Two days ago my son asked if he could go mountain biking with me.  I have gone mountain biking before with my two sons, but this time it was obvious that he wanted to go without his brother.  I asked him if he wanted to take his brother and he hesitated.  When my wife and I told him that it was okay to ask to go without his brother he said that is exactly what he wanted.  Yesterday I felt like junk.  My leg hurt, I was fighting off a cold (in June, come on!), and I was tired because of that.  However, one of my children asked for time alone with me and they were going to get it.  Mostly because it doesn’t happen that often.

So yesterday I went riding with my son, and it was great.  We got lost, we got muddy, we got tired (well I got tired).  During the ride I asked him if he wanted to go uphill or downhill and he said “well if I go up hill it will make my legs stronger, so let’s go uphill”.  When I asked him if he wanted to go on a more difficult trail or just head back, he said he wanted to go on the more difficult trail.  Lately he has been big on manhood tests, I think that this had something to do with it.

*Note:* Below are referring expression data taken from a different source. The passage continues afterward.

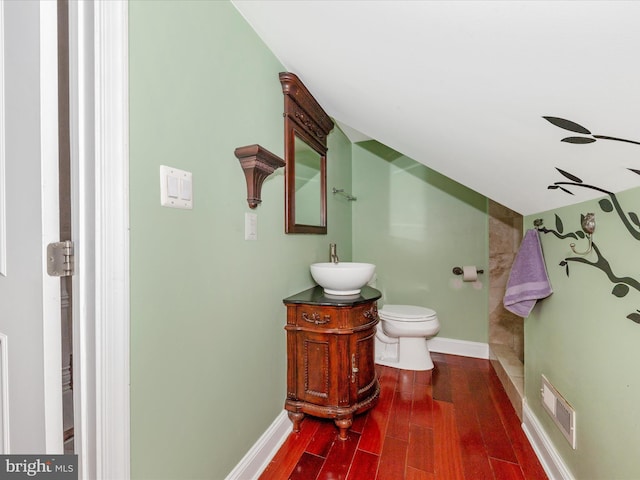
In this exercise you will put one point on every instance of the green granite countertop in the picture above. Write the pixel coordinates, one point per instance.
(316, 296)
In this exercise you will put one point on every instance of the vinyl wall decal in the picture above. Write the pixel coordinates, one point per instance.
(577, 128)
(630, 220)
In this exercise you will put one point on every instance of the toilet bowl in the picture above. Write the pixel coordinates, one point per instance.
(401, 336)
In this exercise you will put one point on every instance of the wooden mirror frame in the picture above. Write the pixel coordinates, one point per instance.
(303, 118)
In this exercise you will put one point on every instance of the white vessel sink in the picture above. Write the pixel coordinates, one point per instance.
(342, 278)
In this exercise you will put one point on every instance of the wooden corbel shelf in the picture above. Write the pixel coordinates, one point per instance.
(257, 163)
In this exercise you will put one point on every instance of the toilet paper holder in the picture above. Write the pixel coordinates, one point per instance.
(459, 271)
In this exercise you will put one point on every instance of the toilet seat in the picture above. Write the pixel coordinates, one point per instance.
(406, 313)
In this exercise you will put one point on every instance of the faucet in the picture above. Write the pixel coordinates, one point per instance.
(333, 256)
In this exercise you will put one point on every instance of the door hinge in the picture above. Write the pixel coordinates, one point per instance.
(60, 259)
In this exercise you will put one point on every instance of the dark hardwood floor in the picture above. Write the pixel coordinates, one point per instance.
(454, 422)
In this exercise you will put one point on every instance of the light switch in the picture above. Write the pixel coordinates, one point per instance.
(185, 189)
(250, 226)
(176, 188)
(173, 186)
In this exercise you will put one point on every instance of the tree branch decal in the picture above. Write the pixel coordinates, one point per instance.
(577, 128)
(630, 220)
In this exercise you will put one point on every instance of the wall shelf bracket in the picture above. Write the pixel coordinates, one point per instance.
(257, 163)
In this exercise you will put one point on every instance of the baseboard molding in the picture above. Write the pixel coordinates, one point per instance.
(549, 457)
(463, 348)
(259, 456)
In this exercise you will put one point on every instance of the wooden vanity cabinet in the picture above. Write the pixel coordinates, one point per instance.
(330, 356)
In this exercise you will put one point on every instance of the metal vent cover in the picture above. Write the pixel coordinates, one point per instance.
(560, 411)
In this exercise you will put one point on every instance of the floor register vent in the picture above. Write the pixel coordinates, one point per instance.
(562, 413)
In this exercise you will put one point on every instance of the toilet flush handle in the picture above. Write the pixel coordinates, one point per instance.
(354, 369)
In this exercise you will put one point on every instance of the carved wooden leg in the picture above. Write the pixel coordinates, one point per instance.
(343, 424)
(296, 418)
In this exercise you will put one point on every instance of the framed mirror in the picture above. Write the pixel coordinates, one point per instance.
(306, 127)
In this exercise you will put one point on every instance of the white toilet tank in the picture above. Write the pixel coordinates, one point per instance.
(406, 313)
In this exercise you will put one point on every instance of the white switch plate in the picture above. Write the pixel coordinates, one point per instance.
(250, 226)
(176, 188)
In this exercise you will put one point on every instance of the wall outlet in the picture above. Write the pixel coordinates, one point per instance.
(250, 226)
(176, 188)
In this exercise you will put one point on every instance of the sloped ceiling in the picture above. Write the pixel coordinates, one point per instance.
(463, 86)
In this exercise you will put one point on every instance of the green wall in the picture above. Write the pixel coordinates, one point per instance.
(581, 340)
(416, 225)
(208, 372)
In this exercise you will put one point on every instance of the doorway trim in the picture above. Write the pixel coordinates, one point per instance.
(100, 161)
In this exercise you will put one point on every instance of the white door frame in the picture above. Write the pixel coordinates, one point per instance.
(100, 195)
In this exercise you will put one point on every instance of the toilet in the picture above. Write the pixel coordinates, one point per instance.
(401, 337)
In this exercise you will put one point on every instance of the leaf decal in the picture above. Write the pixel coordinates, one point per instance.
(578, 140)
(605, 205)
(634, 317)
(571, 177)
(620, 290)
(567, 125)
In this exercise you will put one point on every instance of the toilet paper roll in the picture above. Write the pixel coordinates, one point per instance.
(469, 274)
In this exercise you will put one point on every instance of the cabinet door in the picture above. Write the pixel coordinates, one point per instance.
(316, 358)
(363, 373)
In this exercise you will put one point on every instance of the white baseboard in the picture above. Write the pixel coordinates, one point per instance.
(458, 347)
(549, 457)
(259, 456)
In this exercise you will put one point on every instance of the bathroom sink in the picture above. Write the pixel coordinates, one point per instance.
(342, 278)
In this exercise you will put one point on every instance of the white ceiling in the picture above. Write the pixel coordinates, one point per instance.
(462, 86)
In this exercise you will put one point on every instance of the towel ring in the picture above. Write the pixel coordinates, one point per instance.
(588, 226)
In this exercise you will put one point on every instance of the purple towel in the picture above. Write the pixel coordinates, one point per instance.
(528, 280)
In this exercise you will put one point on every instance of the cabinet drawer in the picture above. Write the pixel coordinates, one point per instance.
(321, 317)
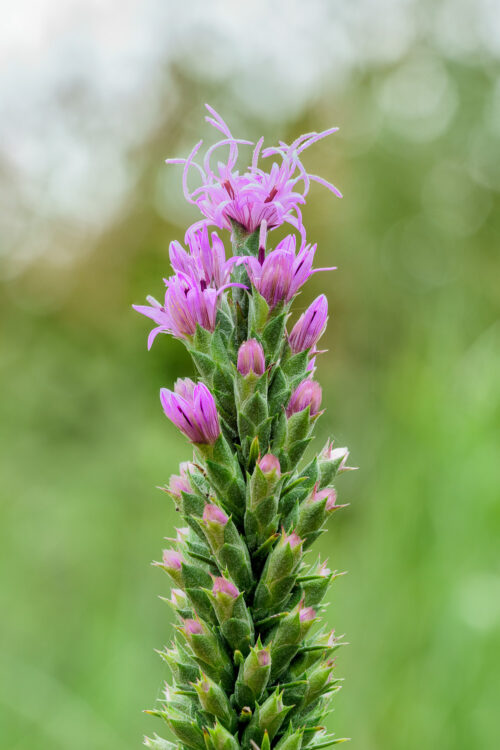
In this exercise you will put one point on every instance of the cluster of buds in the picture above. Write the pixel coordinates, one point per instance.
(247, 669)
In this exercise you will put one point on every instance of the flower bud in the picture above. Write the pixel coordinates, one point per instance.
(289, 634)
(208, 649)
(268, 719)
(307, 394)
(180, 482)
(254, 675)
(225, 587)
(214, 522)
(172, 563)
(308, 329)
(220, 739)
(278, 576)
(331, 462)
(269, 464)
(185, 387)
(251, 358)
(193, 627)
(214, 700)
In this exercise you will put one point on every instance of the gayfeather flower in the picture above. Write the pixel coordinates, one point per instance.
(206, 260)
(307, 393)
(194, 414)
(279, 275)
(308, 329)
(273, 196)
(251, 508)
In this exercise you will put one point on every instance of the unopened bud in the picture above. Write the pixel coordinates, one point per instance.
(251, 358)
(307, 394)
(308, 329)
(269, 464)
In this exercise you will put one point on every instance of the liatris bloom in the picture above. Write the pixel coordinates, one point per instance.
(186, 305)
(310, 326)
(251, 358)
(307, 393)
(279, 275)
(206, 261)
(248, 669)
(194, 413)
(256, 195)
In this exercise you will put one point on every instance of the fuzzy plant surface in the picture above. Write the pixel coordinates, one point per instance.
(251, 667)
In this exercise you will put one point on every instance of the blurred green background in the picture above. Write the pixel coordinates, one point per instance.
(94, 99)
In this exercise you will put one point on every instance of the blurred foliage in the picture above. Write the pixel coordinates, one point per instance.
(411, 382)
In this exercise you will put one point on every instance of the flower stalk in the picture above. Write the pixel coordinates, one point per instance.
(249, 667)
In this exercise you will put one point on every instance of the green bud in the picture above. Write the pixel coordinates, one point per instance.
(286, 639)
(291, 740)
(214, 701)
(278, 576)
(253, 676)
(232, 614)
(220, 738)
(267, 718)
(187, 731)
(229, 549)
(209, 652)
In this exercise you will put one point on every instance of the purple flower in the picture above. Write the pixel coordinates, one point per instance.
(251, 358)
(256, 195)
(310, 326)
(186, 304)
(269, 463)
(307, 393)
(195, 413)
(206, 261)
(279, 275)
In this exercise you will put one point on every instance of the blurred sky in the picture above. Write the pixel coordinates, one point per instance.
(93, 97)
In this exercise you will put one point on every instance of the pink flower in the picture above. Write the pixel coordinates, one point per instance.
(255, 196)
(195, 414)
(251, 358)
(307, 393)
(279, 275)
(206, 261)
(310, 326)
(186, 305)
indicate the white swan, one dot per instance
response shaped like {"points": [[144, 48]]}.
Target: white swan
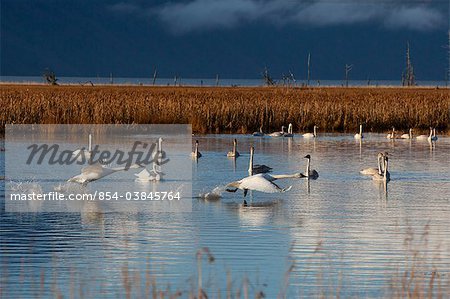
{"points": [[97, 171], [255, 169], [156, 173], [290, 132], [278, 134], [311, 135], [359, 135], [407, 135], [83, 152], [391, 135], [424, 137], [385, 176], [260, 133], [310, 173], [145, 176], [196, 154], [433, 137], [372, 170], [234, 153], [255, 182]]}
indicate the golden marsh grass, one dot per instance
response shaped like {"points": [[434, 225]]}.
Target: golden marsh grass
{"points": [[230, 109]]}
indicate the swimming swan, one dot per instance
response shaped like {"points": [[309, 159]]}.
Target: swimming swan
{"points": [[83, 152], [373, 171], [423, 137], [196, 154], [310, 173], [156, 173], [311, 135], [255, 182], [433, 136], [234, 153], [386, 176]]}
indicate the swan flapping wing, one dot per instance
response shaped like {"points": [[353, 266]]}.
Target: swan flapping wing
{"points": [[259, 183]]}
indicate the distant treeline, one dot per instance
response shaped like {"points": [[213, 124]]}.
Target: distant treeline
{"points": [[228, 109]]}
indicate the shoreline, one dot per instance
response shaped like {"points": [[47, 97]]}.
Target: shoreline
{"points": [[231, 110]]}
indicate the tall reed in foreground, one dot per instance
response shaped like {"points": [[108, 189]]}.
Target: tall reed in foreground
{"points": [[229, 110]]}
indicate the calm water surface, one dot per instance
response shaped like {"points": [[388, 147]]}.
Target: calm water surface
{"points": [[341, 232]]}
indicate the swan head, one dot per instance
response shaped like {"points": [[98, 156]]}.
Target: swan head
{"points": [[80, 179], [234, 184]]}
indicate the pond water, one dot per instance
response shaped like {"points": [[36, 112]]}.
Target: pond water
{"points": [[342, 233]]}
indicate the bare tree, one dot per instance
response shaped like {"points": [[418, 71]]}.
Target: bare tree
{"points": [[348, 68], [268, 80], [50, 77], [155, 75], [309, 69], [408, 76]]}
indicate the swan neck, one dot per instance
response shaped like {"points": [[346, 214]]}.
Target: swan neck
{"points": [[379, 165], [307, 167]]}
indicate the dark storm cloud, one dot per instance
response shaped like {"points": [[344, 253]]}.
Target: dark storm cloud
{"points": [[199, 15]]}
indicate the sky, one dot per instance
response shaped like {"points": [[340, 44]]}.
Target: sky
{"points": [[232, 38]]}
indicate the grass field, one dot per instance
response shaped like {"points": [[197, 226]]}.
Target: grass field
{"points": [[230, 109]]}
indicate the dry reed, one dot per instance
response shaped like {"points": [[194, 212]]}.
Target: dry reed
{"points": [[229, 110]]}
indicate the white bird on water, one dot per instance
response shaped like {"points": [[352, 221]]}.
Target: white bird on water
{"points": [[156, 173], [234, 153], [391, 135], [310, 173], [433, 136], [196, 154], [359, 135], [97, 171], [255, 169], [385, 176], [424, 137], [407, 135], [372, 170], [311, 135], [257, 182], [278, 134]]}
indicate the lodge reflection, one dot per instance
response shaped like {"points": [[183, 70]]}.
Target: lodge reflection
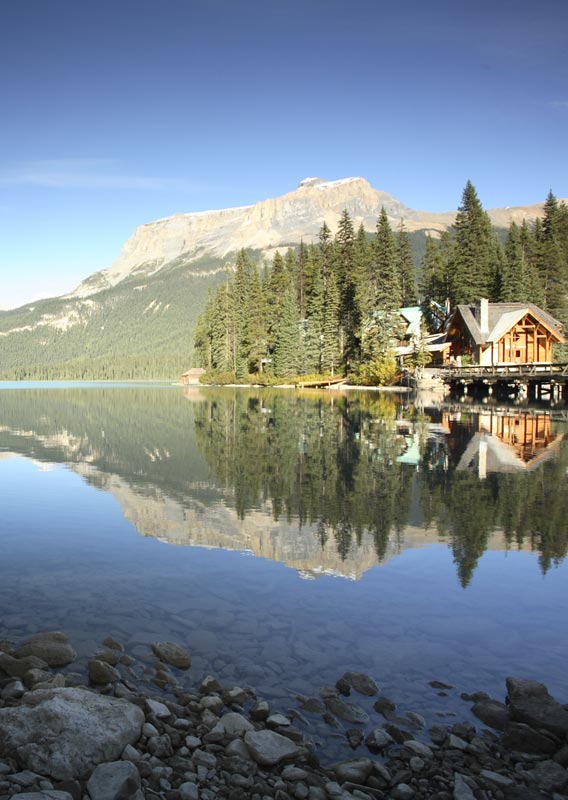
{"points": [[323, 482]]}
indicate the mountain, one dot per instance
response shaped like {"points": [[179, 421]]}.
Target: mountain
{"points": [[137, 318]]}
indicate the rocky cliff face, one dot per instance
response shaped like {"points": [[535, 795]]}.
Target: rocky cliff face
{"points": [[268, 224]]}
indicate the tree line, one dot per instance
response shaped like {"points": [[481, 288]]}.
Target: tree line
{"points": [[330, 307]]}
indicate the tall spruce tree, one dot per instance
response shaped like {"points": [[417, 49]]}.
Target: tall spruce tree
{"points": [[384, 277], [406, 269], [473, 257]]}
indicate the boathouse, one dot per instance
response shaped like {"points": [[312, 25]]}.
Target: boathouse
{"points": [[191, 377], [503, 333]]}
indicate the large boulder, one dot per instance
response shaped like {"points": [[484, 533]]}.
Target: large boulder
{"points": [[268, 747], [531, 703], [51, 646], [65, 733]]}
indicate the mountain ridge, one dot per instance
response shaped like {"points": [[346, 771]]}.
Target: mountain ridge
{"points": [[137, 318]]}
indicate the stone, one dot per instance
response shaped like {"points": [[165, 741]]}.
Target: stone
{"points": [[117, 780], [173, 654], [384, 705], [65, 733], [101, 673], [45, 794], [550, 776], [361, 682], [356, 770], [188, 791], [378, 740], [419, 748], [13, 691], [291, 773], [159, 710], [210, 685], [260, 711], [524, 739], [402, 792], [235, 724], [17, 667], [462, 791], [268, 748], [313, 705], [348, 712], [112, 644], [52, 647], [492, 713], [495, 777], [277, 721], [531, 703]]}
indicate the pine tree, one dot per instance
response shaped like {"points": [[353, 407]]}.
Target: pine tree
{"points": [[473, 258], [384, 278], [406, 270], [288, 346]]}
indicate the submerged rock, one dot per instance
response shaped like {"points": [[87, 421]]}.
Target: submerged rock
{"points": [[65, 733], [52, 647]]}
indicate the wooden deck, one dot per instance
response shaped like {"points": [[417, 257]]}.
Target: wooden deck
{"points": [[319, 384], [537, 381]]}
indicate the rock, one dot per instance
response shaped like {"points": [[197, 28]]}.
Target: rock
{"points": [[354, 736], [235, 724], [348, 712], [13, 691], [210, 685], [117, 780], [277, 721], [45, 794], [495, 778], [313, 705], [524, 739], [17, 667], [550, 776], [418, 748], [52, 647], [268, 747], [113, 644], [378, 740], [362, 683], [260, 711], [492, 713], [65, 733], [531, 703], [159, 710], [384, 705], [402, 792], [188, 791], [101, 673], [172, 654], [462, 790], [356, 770]]}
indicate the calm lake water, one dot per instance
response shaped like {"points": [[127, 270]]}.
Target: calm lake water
{"points": [[286, 537]]}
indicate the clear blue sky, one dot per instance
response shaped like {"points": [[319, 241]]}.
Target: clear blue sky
{"points": [[117, 113]]}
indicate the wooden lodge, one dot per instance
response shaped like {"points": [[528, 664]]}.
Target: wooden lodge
{"points": [[191, 377], [505, 349], [503, 333]]}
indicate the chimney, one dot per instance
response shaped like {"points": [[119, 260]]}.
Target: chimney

At the end of the day we came back and I asked him if he had fun and he said:

“What I would give to have time alone with you.”

He was actually thinking about what he would sacrifice to get time alone with his dad.  This caught me off guard.  As I am writing this I am actually trying to figure out if there is a more that I could do to make that phrase jump out of the computer to show just how powerful that query was to me.  My son has an amazing way with words.  He says things that are so funny that every time I think about it I laugh anew.  Interestingly he never seems to understand how potent his words are.  He is always surprised at the fact that we find his comments to be so funny; he doesn’t try to be funny.

After I choked back a tear or two I said “we just had time alone together.”  Then he did it again!  He said:

“No, I mean everyday.” 

How can a father live up to that expectation, or that longing in a child’s heart to be with his father?  As I write this I am choking up.

I can’t remember the last time that I felt such a longing for time alone with God.  I get so wrapped up in myself, my wants, my perceived needs, my life that I sometimes view my relationship with God as a obligation or a contractual arrangement.  I know that I have great times with God, but I also know that they don’t normally started off with that longing that my son expressed yesterday morning.  Honestly, those times are usually precipitated by something that is bothering me, or something that I want.

However, God longs for time with me.  The interesting thing is that he doesn’t need it, but he longs for it anyway.